Local activists urge community to do their part to actively oppose Dakota Access Pipeline

Syd Stone/The Daily Northwestern

Efrain Montalvo, a cultural liaison at the Chicago chapter of the International Indigenous Youth Council, at an event hosted by Evanston Public Library. The event included a discussion about the latest developments on the Dakota Access Pipeline in North Dakota and Illinois, as well as issues of Native American sovereignty.

Syd Stone, Reporter

Organizers urged Evanston community members to divest from banks that support the Dakota Access Pipeline and to stand in solidarity with individuals who could be affected by the pipeline’s construction at an event Saturday.

Local indigenous community organizers spoke to a crowd of about 70 people at the Evanston Levy Center, 300 Dodge Ave., at an event hosted by Evanston Public Library. Organizers first showed clips from the Vice documentary “Sacred Water: Standing Rock,” which addressed the current construction of the Dakota Access Pipeline in southern Illinois. The event was also sponsored by Neighbors for Peace, a community group dedicated to exploring peaceful solutions, Evanston Documentary Film Group, and Occupy Evanston, the city’s branch of Occupy Wall Street.

Following the video, speakers led a discussion about the latest developments in North Dakota and Illinois, as well as issues of Native American sovereignty. President Donald Trump recently approved construction of the pipeline after it had been blocked by President Barack Obama.

David Bender, a member of the Standing Rock Lakota and the Bad River band of Ojibwe in Northern Wisconsin, spoke about the reasoning behind the #NoDAPL movement.

“We’re fighting for the water, we’re fighting for the earth and we’re fighting for each other,” said Bender, a community organizer of the American Indian Center Chicago.

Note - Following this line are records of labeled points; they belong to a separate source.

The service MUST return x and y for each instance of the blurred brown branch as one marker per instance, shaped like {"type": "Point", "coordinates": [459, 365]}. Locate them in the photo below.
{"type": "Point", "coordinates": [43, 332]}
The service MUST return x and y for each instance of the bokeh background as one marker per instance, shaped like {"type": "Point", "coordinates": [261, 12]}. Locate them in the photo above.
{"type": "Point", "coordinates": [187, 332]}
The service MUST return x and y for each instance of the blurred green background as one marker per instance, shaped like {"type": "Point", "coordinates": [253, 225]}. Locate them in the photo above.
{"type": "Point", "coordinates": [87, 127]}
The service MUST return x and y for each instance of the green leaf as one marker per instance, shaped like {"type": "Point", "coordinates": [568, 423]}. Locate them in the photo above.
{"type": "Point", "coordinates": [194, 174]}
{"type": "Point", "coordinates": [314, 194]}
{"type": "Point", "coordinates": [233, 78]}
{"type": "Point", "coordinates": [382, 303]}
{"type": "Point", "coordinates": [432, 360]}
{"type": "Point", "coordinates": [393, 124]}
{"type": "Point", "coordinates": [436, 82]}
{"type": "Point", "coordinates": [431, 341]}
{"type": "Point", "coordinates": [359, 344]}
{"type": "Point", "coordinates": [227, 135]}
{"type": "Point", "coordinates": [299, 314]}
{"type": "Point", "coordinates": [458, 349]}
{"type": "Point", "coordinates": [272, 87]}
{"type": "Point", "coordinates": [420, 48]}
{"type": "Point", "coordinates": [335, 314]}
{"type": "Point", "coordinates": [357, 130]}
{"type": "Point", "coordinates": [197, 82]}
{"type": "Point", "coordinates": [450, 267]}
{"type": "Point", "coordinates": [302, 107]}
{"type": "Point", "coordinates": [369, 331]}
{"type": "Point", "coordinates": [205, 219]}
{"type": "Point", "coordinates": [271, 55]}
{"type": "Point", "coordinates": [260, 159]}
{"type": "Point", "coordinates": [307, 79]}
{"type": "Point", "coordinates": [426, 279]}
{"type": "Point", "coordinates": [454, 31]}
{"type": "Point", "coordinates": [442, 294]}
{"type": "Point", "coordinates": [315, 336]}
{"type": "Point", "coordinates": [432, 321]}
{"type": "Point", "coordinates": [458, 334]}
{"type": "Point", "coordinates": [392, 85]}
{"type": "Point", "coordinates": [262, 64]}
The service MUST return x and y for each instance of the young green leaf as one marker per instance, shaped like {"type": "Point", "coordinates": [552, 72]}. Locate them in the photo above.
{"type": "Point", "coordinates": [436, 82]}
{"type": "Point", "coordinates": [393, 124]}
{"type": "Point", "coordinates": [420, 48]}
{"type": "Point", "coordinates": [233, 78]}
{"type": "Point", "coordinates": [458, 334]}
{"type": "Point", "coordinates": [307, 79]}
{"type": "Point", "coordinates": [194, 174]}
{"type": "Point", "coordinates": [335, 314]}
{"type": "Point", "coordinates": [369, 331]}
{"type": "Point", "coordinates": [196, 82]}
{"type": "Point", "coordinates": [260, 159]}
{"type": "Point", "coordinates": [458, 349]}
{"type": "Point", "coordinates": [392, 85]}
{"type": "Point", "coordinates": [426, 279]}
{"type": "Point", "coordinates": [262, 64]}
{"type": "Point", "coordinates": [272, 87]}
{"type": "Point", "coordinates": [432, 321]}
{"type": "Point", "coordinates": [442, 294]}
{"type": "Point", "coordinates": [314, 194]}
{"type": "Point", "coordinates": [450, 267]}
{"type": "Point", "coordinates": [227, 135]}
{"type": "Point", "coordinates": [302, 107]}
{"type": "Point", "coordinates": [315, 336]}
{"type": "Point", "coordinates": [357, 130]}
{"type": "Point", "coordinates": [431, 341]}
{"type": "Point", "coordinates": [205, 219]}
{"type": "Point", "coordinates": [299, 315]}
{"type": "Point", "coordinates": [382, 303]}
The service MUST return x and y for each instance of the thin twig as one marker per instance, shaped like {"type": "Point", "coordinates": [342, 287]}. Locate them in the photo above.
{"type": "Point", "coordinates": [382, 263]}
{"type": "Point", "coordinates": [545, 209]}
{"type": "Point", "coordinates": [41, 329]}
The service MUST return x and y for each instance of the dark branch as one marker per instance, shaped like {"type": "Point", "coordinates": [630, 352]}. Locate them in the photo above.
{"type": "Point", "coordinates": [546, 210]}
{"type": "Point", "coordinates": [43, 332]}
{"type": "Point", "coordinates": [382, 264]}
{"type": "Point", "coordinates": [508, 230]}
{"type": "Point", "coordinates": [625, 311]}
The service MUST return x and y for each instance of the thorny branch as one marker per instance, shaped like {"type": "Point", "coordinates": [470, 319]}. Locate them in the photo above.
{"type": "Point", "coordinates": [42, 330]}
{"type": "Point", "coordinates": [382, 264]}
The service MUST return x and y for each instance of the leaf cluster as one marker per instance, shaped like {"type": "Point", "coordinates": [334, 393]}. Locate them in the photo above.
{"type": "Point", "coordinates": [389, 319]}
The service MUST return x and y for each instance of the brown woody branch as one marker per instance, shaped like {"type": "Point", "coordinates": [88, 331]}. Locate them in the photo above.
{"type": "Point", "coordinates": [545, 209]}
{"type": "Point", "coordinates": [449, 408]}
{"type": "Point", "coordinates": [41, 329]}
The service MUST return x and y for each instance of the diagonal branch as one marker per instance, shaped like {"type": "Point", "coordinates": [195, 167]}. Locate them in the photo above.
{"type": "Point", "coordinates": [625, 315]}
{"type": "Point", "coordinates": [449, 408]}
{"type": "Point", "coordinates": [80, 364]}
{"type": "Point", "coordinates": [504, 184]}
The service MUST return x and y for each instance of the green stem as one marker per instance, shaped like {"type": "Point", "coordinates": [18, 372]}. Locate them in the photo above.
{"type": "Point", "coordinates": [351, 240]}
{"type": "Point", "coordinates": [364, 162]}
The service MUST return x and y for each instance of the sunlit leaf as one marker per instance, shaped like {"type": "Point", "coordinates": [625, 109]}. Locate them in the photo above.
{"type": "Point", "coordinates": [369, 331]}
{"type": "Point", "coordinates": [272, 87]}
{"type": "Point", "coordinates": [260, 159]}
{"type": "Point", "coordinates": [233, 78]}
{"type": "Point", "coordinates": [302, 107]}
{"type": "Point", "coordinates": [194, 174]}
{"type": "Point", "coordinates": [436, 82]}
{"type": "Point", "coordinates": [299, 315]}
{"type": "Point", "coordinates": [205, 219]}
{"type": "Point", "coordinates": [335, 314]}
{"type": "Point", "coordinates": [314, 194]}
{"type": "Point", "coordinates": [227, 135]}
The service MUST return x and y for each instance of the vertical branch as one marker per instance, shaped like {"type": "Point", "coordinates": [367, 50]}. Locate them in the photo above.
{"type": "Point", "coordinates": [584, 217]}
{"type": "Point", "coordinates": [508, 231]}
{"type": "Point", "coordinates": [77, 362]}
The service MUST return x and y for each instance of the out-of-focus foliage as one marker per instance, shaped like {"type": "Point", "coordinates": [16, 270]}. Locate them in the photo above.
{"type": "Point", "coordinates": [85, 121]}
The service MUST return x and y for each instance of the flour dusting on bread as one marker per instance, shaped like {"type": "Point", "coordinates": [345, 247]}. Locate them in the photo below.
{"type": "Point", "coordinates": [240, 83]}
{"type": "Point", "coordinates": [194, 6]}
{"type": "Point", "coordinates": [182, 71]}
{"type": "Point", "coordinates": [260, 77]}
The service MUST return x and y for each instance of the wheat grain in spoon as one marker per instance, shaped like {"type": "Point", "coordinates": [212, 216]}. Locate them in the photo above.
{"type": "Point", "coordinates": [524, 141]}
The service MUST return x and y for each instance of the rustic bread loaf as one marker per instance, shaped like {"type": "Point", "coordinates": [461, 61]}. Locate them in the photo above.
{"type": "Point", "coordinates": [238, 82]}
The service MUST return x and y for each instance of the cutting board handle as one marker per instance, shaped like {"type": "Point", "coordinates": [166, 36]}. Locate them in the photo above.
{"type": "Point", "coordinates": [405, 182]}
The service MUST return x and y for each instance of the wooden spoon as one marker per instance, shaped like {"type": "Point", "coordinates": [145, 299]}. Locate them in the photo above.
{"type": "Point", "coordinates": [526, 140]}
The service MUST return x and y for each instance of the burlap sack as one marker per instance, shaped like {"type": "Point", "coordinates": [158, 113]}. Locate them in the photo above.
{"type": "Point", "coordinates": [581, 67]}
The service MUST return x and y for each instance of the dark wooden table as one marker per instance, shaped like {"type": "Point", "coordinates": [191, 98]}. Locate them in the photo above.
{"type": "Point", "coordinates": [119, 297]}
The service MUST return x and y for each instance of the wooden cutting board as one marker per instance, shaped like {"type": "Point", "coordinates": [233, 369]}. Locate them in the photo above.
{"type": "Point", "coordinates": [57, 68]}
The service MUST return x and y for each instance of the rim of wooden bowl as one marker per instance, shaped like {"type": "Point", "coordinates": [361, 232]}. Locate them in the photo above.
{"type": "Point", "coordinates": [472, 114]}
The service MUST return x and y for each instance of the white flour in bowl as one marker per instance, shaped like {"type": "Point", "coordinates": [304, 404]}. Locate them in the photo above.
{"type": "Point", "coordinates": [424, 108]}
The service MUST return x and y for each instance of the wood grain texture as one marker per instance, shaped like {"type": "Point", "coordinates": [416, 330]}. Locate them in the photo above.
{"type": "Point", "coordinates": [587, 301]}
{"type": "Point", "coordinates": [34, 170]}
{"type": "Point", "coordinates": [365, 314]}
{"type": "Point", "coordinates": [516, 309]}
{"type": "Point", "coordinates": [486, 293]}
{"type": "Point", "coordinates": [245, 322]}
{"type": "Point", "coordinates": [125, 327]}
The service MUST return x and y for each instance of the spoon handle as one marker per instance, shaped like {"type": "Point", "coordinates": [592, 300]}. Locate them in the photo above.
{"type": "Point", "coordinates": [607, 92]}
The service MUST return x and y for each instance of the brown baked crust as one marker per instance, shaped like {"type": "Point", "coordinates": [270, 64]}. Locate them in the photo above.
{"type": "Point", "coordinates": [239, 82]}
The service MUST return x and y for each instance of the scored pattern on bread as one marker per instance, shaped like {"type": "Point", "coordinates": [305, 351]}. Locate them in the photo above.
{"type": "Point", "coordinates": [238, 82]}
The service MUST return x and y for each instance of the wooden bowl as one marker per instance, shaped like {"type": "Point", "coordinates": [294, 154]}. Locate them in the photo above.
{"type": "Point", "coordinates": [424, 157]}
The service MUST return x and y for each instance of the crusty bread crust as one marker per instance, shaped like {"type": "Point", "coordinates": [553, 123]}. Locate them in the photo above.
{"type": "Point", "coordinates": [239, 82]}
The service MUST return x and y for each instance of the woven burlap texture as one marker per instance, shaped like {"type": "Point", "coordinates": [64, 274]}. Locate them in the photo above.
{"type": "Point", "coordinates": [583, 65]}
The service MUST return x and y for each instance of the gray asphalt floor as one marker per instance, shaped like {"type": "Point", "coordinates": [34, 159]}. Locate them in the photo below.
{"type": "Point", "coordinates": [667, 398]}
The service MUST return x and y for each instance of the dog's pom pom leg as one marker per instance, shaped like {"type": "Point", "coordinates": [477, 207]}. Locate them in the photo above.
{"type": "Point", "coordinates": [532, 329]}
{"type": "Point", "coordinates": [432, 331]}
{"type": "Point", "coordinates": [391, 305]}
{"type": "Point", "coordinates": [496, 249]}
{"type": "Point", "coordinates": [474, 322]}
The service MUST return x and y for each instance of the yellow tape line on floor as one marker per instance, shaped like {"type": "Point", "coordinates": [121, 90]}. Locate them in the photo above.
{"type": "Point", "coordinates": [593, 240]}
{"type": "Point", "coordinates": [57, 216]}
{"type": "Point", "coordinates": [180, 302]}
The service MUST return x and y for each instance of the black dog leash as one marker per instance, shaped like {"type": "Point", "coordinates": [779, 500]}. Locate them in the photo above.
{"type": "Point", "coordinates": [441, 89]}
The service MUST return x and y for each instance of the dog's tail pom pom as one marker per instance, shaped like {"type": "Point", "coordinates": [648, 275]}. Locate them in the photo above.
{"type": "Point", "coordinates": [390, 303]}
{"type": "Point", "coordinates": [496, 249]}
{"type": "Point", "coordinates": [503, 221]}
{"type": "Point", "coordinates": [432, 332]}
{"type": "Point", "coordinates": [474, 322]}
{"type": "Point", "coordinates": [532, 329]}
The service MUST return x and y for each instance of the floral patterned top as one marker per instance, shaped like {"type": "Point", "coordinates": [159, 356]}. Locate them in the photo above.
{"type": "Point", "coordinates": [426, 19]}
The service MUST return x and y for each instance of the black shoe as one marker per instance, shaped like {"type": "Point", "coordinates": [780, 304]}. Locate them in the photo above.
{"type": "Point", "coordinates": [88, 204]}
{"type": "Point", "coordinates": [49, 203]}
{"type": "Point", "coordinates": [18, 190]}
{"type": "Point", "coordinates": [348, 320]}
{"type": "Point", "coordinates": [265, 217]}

Bender said people do not have to be on the “front lines” of Standing Rock to make an impact on the movement. He said divesting from banks that finance the pipeline is one way to help remotely.

Other speakers emphasized that the fight against the pipeline is tied to protecting Native lands. Efrain Montalvo, a cultural liaison at the Chicago chapter of the International Indigenous Youth Council, urged the audience to invest themselves in caring for the planet.

“Everything that we have now is not for us,” he said. “We have to protect it because we are not the sole proprietors of the resources, our children are. If we can’t collectively take care of these things, we have failed our future generations.”

Iztac Metztli, also a member of the Chicago chapter of the International Indigenous Youth Council, said she aims to organize ways for youth returning to Chicago from Standing Rock to cope with everything they witnessed while there.

Chicago activist Andrea Perkins, a member of the Chinook and Haida Nations, said the camps housing pipeline workers can be especially dangerous for women and children.

“Our communities are being affected by this pipeline because outside forces are coming in with poisons like drugs and alcohol and ‘man camps,’” she said. “They target indigenous women.”

Bender encouraged solidarity with the movement through shared experiences of needing natural resources for survival.

“What brings us here today is the feeling that we’re all connected,” he said. “We are connected by the water, and that’s why we say water is sacred.”